Reel to Real collects Liquid Liquid percussionist Dennis Young's early home recordings while a member of the pioneering New York dance band. Captured on reel-to-reel recordings, hence its (somewhat painfully cliché) title, these pieces range from random experiments to near songs that still have an endearing demo quality to them.
Unsurprisingly, many of the 16 songs that make up this collection feature heavy use of drums and percussion, and end up being the ones I found myself coming back to most. Opening "Big Boom" is literally named, all hollow and pounding drum patterns, with Young's shouty lo-fi vocals appearing as a near afterthought. His playing on "Gravitation" takes on a weirder, almost synthetic quality and timbre, with the same vocal approach.
Complex polyrhythms dot the fittingly titled "Drum Solo," pounding along with a sharp, metallic edge to the icy snare patterns. His inclusion of what sounds like bits of primitive analog synth within the patterns of "More is Less" go a long way, fleshing out what would otherwise be another, less engaging drum solo piece.
Past the drumming, Young's early experiments also heavily focused on synthesizers. The odd "Panic in the Air" sees him pairing his voice with a rapid synth sequence and more traditionally played electric organ. Uptempo keyboard arpeggios and keyboard noodling also feature heavily on "Unknown Origins," though the mix is more expansive and his inclusion of vocals give a more fully realized feel. Similar is the tight sequences and dramatic flair of "Contortions" which, while still having a loose bedroom-recorded sensibility to it, feels more like a song rather than an experiment.

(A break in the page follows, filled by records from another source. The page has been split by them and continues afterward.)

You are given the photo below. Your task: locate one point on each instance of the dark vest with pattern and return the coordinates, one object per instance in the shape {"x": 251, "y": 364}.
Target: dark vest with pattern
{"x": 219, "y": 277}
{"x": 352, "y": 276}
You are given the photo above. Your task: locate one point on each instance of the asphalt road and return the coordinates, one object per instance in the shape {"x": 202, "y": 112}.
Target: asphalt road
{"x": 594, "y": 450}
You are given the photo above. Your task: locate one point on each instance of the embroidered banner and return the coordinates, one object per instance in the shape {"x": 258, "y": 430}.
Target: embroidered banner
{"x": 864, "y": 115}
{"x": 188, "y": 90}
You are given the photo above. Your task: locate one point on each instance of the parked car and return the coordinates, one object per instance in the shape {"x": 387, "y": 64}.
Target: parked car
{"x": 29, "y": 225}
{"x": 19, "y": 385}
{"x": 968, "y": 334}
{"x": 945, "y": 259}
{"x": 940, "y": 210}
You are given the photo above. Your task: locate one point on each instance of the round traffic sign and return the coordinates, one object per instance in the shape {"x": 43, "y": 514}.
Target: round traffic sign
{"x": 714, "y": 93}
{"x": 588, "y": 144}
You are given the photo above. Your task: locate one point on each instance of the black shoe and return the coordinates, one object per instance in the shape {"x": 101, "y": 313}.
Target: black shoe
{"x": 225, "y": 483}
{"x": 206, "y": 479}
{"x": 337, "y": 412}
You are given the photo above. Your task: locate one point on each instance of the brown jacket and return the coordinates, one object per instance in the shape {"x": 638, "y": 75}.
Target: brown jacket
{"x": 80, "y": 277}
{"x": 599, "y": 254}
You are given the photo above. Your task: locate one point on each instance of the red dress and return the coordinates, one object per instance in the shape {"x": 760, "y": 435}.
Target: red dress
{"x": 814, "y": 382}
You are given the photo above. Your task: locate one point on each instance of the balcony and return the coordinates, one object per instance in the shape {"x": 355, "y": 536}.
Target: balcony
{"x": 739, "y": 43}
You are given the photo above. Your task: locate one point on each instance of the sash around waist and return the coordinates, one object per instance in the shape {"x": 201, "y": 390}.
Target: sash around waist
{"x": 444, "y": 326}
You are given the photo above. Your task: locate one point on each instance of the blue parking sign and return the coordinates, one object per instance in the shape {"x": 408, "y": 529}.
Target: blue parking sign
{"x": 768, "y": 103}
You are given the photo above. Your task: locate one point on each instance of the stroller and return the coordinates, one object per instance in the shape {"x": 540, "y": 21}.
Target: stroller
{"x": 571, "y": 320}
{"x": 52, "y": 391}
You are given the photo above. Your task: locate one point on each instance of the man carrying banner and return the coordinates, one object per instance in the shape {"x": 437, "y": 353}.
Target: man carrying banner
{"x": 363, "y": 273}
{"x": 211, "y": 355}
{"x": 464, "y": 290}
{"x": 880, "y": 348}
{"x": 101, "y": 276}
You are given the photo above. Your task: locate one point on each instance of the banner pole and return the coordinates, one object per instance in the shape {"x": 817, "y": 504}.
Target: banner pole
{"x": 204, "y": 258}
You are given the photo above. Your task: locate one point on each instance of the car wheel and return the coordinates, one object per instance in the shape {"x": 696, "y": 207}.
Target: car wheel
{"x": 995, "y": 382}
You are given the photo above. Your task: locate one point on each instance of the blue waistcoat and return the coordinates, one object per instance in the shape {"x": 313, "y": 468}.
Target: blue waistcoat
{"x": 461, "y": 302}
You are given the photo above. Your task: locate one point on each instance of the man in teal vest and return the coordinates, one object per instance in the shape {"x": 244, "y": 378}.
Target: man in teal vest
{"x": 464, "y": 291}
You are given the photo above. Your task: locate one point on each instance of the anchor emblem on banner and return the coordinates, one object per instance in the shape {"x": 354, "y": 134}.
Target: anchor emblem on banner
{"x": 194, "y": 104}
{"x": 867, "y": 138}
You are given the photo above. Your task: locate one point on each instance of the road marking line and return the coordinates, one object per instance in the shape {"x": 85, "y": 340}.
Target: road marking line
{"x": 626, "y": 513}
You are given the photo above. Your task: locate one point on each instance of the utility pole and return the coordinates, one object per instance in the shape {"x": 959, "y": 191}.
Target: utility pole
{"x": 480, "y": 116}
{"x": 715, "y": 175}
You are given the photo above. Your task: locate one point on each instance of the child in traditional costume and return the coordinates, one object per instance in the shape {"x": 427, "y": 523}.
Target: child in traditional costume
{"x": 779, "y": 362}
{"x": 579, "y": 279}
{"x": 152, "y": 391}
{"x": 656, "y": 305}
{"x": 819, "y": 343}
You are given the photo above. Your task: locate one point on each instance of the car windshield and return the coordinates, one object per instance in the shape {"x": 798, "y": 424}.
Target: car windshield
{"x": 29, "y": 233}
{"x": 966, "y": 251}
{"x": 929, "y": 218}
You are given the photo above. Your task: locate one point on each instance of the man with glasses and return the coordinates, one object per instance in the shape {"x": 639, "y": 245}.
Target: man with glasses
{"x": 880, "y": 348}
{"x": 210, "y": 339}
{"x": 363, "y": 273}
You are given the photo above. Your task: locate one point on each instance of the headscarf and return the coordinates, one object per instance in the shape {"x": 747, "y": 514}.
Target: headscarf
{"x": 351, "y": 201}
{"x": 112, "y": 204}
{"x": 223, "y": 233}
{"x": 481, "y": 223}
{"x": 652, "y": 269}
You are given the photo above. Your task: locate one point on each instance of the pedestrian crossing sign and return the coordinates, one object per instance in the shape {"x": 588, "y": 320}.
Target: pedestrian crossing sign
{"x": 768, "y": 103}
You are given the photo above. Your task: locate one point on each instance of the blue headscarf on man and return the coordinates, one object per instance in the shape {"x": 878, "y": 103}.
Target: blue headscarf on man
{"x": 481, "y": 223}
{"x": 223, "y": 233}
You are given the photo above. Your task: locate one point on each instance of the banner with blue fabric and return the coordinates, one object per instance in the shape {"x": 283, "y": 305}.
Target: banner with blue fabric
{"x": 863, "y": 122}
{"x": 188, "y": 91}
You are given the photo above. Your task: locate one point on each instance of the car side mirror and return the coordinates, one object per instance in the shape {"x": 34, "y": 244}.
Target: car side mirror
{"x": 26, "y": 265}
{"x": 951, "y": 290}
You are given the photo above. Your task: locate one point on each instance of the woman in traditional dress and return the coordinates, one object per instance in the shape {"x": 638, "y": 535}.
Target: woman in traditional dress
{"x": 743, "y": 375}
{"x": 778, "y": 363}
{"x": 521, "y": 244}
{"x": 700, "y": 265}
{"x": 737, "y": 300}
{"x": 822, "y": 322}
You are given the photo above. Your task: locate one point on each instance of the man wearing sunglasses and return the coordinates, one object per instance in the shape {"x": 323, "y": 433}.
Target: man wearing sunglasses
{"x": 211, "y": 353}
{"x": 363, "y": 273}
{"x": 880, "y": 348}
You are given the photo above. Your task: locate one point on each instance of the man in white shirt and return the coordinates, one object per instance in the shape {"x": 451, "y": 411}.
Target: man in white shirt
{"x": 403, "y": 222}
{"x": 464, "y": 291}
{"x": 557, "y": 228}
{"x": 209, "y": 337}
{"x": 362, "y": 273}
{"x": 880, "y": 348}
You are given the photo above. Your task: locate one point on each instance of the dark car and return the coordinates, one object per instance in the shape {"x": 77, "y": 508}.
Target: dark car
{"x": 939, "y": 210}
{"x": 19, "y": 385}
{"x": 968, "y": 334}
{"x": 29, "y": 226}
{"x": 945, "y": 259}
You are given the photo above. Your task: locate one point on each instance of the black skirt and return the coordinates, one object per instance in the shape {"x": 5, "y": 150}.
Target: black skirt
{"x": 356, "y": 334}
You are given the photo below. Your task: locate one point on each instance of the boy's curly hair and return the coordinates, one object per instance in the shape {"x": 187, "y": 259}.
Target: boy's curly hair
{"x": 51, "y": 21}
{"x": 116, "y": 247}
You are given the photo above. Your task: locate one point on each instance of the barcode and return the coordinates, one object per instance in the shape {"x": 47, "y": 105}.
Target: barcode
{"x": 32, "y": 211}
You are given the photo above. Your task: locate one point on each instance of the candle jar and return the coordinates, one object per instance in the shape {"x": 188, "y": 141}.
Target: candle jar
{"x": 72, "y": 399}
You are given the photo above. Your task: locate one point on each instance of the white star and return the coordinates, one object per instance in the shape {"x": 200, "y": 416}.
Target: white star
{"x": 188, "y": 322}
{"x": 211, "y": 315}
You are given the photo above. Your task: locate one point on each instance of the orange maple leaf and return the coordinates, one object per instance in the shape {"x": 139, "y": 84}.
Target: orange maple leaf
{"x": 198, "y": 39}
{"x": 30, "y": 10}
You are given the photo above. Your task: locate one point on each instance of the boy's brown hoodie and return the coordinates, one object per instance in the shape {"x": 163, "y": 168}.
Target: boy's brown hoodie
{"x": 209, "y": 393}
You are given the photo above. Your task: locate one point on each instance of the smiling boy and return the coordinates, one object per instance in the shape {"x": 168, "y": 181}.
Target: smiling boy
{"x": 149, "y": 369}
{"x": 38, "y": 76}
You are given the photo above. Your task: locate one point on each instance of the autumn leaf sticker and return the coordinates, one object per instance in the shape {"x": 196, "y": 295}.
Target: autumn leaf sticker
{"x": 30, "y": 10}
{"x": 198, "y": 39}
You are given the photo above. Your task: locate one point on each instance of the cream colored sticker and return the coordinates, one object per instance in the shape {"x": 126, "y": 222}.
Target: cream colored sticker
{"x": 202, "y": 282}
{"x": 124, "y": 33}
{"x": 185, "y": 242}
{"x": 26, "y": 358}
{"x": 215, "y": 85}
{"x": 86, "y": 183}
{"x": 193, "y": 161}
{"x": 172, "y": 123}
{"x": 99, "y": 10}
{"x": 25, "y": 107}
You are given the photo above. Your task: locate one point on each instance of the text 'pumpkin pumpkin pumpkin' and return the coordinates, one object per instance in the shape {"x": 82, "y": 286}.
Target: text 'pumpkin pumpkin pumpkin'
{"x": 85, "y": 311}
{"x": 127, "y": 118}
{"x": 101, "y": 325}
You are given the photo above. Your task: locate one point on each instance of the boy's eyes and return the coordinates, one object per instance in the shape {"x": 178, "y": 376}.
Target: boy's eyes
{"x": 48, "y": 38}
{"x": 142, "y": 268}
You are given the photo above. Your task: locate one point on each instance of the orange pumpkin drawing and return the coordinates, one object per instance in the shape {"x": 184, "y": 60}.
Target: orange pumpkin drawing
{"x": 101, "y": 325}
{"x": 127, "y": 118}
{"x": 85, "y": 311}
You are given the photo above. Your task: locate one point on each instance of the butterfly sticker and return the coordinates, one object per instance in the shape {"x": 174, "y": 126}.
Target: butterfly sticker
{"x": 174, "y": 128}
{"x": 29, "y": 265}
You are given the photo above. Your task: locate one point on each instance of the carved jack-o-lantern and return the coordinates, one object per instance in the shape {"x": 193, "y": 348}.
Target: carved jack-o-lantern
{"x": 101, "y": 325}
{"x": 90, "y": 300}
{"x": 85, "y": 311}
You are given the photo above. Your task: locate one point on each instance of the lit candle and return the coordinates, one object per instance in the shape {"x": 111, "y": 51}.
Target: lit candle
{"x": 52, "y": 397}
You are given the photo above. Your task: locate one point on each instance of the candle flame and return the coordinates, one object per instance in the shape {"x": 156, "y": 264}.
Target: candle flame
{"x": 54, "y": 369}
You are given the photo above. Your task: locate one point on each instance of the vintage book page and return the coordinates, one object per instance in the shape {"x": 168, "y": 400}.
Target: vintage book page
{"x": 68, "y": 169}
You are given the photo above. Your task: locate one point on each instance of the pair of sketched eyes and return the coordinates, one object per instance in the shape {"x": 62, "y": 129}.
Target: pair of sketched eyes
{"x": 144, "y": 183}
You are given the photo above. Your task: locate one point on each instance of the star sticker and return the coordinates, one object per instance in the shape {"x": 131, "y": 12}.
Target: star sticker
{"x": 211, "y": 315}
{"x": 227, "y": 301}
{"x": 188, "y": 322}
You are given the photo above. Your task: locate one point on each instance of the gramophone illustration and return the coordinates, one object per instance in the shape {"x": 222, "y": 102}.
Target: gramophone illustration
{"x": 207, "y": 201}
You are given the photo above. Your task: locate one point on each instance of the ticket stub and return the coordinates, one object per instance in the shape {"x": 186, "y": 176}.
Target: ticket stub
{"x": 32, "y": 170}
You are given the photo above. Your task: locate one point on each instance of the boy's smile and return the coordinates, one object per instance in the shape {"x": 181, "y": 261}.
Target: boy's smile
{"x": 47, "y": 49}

Peppered throughout are some less structured, more obvious experiments that range from interesting to skippable. Something like "Overdub Dub" sticks out as an odd bit of reggae sound, filtered through the lens of post-punk to resemble the likes of PIL or The Slits but less confident. There are also a few folksy passages, such as "Aliens," which is all cheap acoustic guitar and lighthearted vocals that bear more than a passing resemblance to Genesis P-Orridge.
Approaching Reel to Real as a traditional album would be a major mistake, since it is intended to be nothing more than a collection of forgotten, closeted demos and experiments. Personally, I have always been fond of these sort of compilations. There is an exuberance and excitement within the weird noises and odd experiments that might not be something for everyday rotation, but still great to dig into when the mood strikes.